Pretty sure my eyes bugged out at the end of A Storm of Swords (there's an Epilogue that blows your mind in the second to last paragraph).  Some swearing occured, too, mostly along the lines of "Fuck!"  And then I went and downloaded A Feast for Crows right away so I could keep on reading.

So...Jon is now Lord Commander of the Night's Watch, Arya is roaming about the countryside with Sandor Clegane, Joffrey's dead because he was poisoned in a scheme so complicated it makes my head spin, Tyrion was tried for it - and lost his trial by battle - then Jaime decided to free him only Tyrion killed Lord Tywin while sneaking out of King's Landing with Varys, and Sansa was spirited off to the Vale by Littlefinger wherein he shoved Lysa out the Moon Door.

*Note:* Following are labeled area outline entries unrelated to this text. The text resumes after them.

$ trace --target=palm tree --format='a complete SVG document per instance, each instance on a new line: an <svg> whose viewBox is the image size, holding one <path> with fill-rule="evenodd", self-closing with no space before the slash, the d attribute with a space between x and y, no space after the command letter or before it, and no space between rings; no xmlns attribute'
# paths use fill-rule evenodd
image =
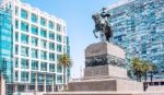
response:
<svg viewBox="0 0 164 95"><path fill-rule="evenodd" d="M142 76L142 62L139 58L133 58L131 62L131 69L138 81L141 81Z"/></svg>
<svg viewBox="0 0 164 95"><path fill-rule="evenodd" d="M63 91L66 90L66 70L71 66L71 59L67 54L63 54L58 59L59 66L63 68Z"/></svg>
<svg viewBox="0 0 164 95"><path fill-rule="evenodd" d="M152 81L153 81L153 71L155 71L157 69L157 67L154 64L154 63L151 63L151 71L150 71L150 73L151 73L151 83L152 83Z"/></svg>

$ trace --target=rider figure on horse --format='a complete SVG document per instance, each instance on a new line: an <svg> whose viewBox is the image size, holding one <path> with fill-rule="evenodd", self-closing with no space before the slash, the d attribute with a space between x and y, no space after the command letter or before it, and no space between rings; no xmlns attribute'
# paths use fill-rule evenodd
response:
<svg viewBox="0 0 164 95"><path fill-rule="evenodd" d="M108 23L109 17L110 14L106 12L106 8L103 8L102 13L96 13L92 15L92 19L95 22L95 29L93 31L93 33L97 38L95 33L99 32L99 37L102 41L109 41L109 38L113 36L113 32Z"/></svg>

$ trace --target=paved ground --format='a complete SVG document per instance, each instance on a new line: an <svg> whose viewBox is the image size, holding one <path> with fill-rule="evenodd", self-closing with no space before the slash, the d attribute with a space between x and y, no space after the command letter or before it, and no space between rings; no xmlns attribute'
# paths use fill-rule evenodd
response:
<svg viewBox="0 0 164 95"><path fill-rule="evenodd" d="M44 95L164 95L164 92L58 92Z"/></svg>

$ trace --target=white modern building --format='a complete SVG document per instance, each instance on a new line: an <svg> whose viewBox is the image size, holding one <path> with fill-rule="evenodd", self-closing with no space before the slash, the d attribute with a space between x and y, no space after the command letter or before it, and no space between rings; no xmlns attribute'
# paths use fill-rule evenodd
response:
<svg viewBox="0 0 164 95"><path fill-rule="evenodd" d="M3 0L1 7L11 9L13 25L13 82L7 91L61 88L63 69L57 62L61 54L69 55L66 22L20 0Z"/></svg>

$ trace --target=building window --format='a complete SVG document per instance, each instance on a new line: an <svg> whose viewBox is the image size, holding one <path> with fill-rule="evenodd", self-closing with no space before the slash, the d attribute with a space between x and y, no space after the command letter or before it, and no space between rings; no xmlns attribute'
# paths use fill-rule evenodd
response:
<svg viewBox="0 0 164 95"><path fill-rule="evenodd" d="M28 32L28 24L25 22L21 22L21 31Z"/></svg>
<svg viewBox="0 0 164 95"><path fill-rule="evenodd" d="M57 66L57 72L62 73L62 67L61 66Z"/></svg>
<svg viewBox="0 0 164 95"><path fill-rule="evenodd" d="M21 81L23 82L28 81L28 72L25 71L21 72Z"/></svg>
<svg viewBox="0 0 164 95"><path fill-rule="evenodd" d="M38 38L32 37L32 46L37 46L38 44Z"/></svg>
<svg viewBox="0 0 164 95"><path fill-rule="evenodd" d="M49 39L55 39L55 34L52 32L49 32Z"/></svg>
<svg viewBox="0 0 164 95"><path fill-rule="evenodd" d="M27 20L28 14L27 14L27 11L26 11L26 10L21 9L21 17Z"/></svg>
<svg viewBox="0 0 164 95"><path fill-rule="evenodd" d="M15 20L15 28L19 28L19 20Z"/></svg>
<svg viewBox="0 0 164 95"><path fill-rule="evenodd" d="M28 44L28 36L25 35L25 34L22 34L22 35L21 35L21 41L22 41L23 44Z"/></svg>
<svg viewBox="0 0 164 95"><path fill-rule="evenodd" d="M19 7L15 7L15 15L19 15Z"/></svg>
<svg viewBox="0 0 164 95"><path fill-rule="evenodd" d="M19 68L19 58L15 58L15 68Z"/></svg>
<svg viewBox="0 0 164 95"><path fill-rule="evenodd" d="M62 46L59 45L59 44L57 44L57 51L58 51L58 52L61 52L61 51L62 51Z"/></svg>
<svg viewBox="0 0 164 95"><path fill-rule="evenodd" d="M57 83L62 83L62 75L57 75Z"/></svg>
<svg viewBox="0 0 164 95"><path fill-rule="evenodd" d="M28 48L27 47L21 47L21 56L28 57Z"/></svg>
<svg viewBox="0 0 164 95"><path fill-rule="evenodd" d="M46 20L44 17L40 17L40 25L46 26Z"/></svg>
<svg viewBox="0 0 164 95"><path fill-rule="evenodd" d="M40 40L40 46L42 48L47 48L47 41L46 40Z"/></svg>
<svg viewBox="0 0 164 95"><path fill-rule="evenodd" d="M19 71L15 71L15 81L19 81Z"/></svg>
<svg viewBox="0 0 164 95"><path fill-rule="evenodd" d="M33 23L37 23L37 16L34 13L32 13L32 22Z"/></svg>
<svg viewBox="0 0 164 95"><path fill-rule="evenodd" d="M49 25L48 26L49 26L49 28L52 29L54 28L54 23L51 21L49 21Z"/></svg>
<svg viewBox="0 0 164 95"><path fill-rule="evenodd" d="M15 33L15 41L19 41L19 33Z"/></svg>
<svg viewBox="0 0 164 95"><path fill-rule="evenodd" d="M37 35L38 34L38 27L32 25L31 31L33 34Z"/></svg>
<svg viewBox="0 0 164 95"><path fill-rule="evenodd" d="M57 32L61 32L61 25L57 24Z"/></svg>
<svg viewBox="0 0 164 95"><path fill-rule="evenodd" d="M38 70L38 61L32 60L32 70Z"/></svg>
<svg viewBox="0 0 164 95"><path fill-rule="evenodd" d="M42 62L40 63L40 70L42 71L47 71L47 62Z"/></svg>
<svg viewBox="0 0 164 95"><path fill-rule="evenodd" d="M21 59L21 69L28 69L28 64L27 59Z"/></svg>
<svg viewBox="0 0 164 95"><path fill-rule="evenodd" d="M31 73L31 82L35 83L36 73Z"/></svg>
<svg viewBox="0 0 164 95"><path fill-rule="evenodd" d="M62 41L62 38L61 38L61 35L57 35L57 41L61 43Z"/></svg>
<svg viewBox="0 0 164 95"><path fill-rule="evenodd" d="M47 59L47 52L46 51L40 51L40 59L44 59L44 60Z"/></svg>
<svg viewBox="0 0 164 95"><path fill-rule="evenodd" d="M49 43L49 49L55 50L55 44L54 43Z"/></svg>
<svg viewBox="0 0 164 95"><path fill-rule="evenodd" d="M47 37L47 31L46 29L40 29L40 36Z"/></svg>
<svg viewBox="0 0 164 95"><path fill-rule="evenodd" d="M38 58L38 50L32 49L32 58Z"/></svg>
<svg viewBox="0 0 164 95"><path fill-rule="evenodd" d="M55 72L55 64L54 63L49 63L49 71Z"/></svg>
<svg viewBox="0 0 164 95"><path fill-rule="evenodd" d="M55 61L55 54L49 54L49 61Z"/></svg>
<svg viewBox="0 0 164 95"><path fill-rule="evenodd" d="M15 45L15 55L19 55L19 45Z"/></svg>

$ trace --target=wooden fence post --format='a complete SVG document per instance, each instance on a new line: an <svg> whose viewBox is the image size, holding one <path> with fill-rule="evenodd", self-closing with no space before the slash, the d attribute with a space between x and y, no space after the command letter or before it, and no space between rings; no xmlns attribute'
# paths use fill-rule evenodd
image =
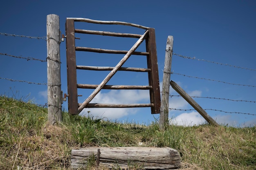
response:
<svg viewBox="0 0 256 170"><path fill-rule="evenodd" d="M173 37L172 36L168 36L165 49L163 87L161 107L160 108L159 127L160 129L164 129L169 123L168 116L169 113L169 93L173 43Z"/></svg>
<svg viewBox="0 0 256 170"><path fill-rule="evenodd" d="M58 125L62 121L59 16L48 15L47 25L48 120L49 125Z"/></svg>

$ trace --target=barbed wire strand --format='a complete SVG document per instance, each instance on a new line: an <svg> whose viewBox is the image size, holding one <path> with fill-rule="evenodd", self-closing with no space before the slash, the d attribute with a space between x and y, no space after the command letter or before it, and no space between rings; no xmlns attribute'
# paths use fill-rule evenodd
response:
<svg viewBox="0 0 256 170"><path fill-rule="evenodd" d="M181 110L181 111L191 111L191 110L195 110L195 109L179 109L177 108L169 108L169 109L170 110ZM221 112L224 112L226 113L236 113L236 114L242 114L244 115L252 115L254 116L256 116L256 114L252 114L252 113L243 113L241 112L227 112L225 111L221 110L217 110L217 109L213 109L212 108L206 108L204 109L204 110L213 110L213 111L218 111Z"/></svg>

Shit gets real (after a Prologue that seems to make no sense until the end of the book). 

Everybody and their brother gets POV chapters in AFoC - the first chapter is from the POV of the "The Prophet" aka Damphair aka Aeron Greyjoy, the second "The Captain of Guards" aka Hotah, the Prince Doran's axe-wielding bodyguard (but we get to meet some of Prince Oberyn's daughters and they are a nasty bunch), and in chapter three we finally get a chapter from someone we know.  And it turns out to be Cersei, of all people, and let me tell you that is one unsympathetic character.  Didn't like her to start with, I like her even less by the end of the book.  Other new POV chapters come from Brienne, "The Kraken's Daughter" aka Asha Greyjoy, "The Soiled Knight" (which is a really interesting chapter, due to the turn of events in it), "The Iron Captain", "The Drowned Man", "The Queenmaker", etc. 

I'm not sure why GRRM switched from exclusively proper-named chapters to using more descriptive titles.  With character names as chapter titles, signalling the POV of the chapter, it gave no hint as to the tone of the chapter but something like "The Kraken's Daughter" indicates Asha's stance that she feels she is Balon Greyjoy's heir and should succeed her father on Pyke.  Sharp readers will figure out what's going on in those chapters ahead of time.  Maybe that's the point.

Now, here's the irritating thing about this book: it's only half a book.  GRRM split the narrative into two but he didn't do it chronologially.  He did it geographically.  Say what?  So AFoC follows Arya on Braavos, Samwell (with Maester Aemon and Gilly) on his way around Westeros to Oldtown, Cersei's shennanigans in King's Landing, Jaime trying to win a war without actually fighting one, Brienne (and Pod) looking everywhere for Sansa, Sansa in the Vale, characters in Dorne we've never met before, and the Greyjoys as they do whatever Greyjoys so (which seems to be raping and pillaging).  We don't hear from Jon, Daenerys, Tyrion, Stannis, Davos, &etc., which is worrying because there's a reference to Davos and it doesn't bode well at all.  Their stories will all be in the next book, due out in July, which will run concurrent and then a little past this one as far as chronology.  WTF.  I have to wait until after book five to see what happens to Sansa and Cersei (and I really hope Cersei gets it, too).

*Audiobook slightly disappointing - no Roy Dotrice (sad face).  The narrator was John Lee.  He did a credible job but I missed some of Dotrice's particular voices (although with no Tyrion I did not have to listen to a different Tyrion) but John Lee sounds exactly like Christopher Lee.  Seriously.  I have Wiki'd and Googled and IMDB'd Christopher Lee and he seems to have no sons, only one daughter.  I am strangely disappointed.

1 comment:

  1. Anonymous4:13 AM

    I'm sure you know this by now, but they have rereleased A Feast For Crows audiobook as read by Roy Dotrice. It's infinitely better than John Lee's monotonous and lifeless reading style.